The main advantage of trading using opposite Innospec and Huntsman positions is that it hedges away some unsystematic risk. Because of two separate transactions, even if Innospec position performs unexpectedly, Huntsman can make up some of the losses. Pair trading also minimizes risk from directional movements in the market. For example, if an entire industry or sector drops because of unexpected headlines, the short position in Huntsman will offset losses from the drop in Huntsman's long position.
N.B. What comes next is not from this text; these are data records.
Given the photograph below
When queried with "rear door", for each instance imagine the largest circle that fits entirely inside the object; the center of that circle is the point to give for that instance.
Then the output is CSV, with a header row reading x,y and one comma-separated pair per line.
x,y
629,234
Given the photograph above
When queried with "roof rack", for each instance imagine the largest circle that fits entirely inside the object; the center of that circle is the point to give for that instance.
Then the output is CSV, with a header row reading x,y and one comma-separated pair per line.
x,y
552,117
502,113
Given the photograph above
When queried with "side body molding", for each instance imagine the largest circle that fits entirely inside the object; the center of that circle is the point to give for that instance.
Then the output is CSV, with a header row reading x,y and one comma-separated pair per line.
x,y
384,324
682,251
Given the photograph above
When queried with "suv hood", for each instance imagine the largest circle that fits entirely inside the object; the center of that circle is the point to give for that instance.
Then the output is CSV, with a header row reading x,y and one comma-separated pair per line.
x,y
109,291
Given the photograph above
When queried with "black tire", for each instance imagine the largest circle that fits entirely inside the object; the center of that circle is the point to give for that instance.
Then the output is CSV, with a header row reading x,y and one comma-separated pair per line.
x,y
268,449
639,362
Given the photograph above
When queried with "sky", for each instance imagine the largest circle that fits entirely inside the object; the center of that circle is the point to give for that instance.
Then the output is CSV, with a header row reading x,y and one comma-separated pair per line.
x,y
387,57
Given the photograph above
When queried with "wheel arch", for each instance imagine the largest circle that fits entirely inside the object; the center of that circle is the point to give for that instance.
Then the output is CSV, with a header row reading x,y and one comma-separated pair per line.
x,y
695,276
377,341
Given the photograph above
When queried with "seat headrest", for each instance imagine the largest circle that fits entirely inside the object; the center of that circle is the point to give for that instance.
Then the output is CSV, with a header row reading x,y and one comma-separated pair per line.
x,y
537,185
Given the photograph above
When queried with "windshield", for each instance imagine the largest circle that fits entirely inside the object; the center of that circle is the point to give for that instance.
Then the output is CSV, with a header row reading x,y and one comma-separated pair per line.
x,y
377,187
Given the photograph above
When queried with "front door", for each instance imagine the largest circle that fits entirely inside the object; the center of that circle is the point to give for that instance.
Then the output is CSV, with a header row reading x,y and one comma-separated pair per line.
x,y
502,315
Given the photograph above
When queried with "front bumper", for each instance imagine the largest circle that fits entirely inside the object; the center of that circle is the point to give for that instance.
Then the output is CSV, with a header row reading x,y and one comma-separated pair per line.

The idea behind Innospec and Huntsman pairs trading is to make the combined position market-neutral, meaning the overall market's direction will not affect its win or loss (or potential downside or upside). This can be achieved by designing a pairs trade with two highly correlated stocks or equities that operate in a similar space or sector, making it possible to obtain profits through simple and relatively low-risk investment.
Check out your portfolio center.
Note that this page's information should be used as a complementary analysis to find the right mix of equity instruments to add to your existing portfolios or create a brand new portfolio. You can also try the Earnings Calls module to check upcoming earnings announcements updated hourly across public exchanges.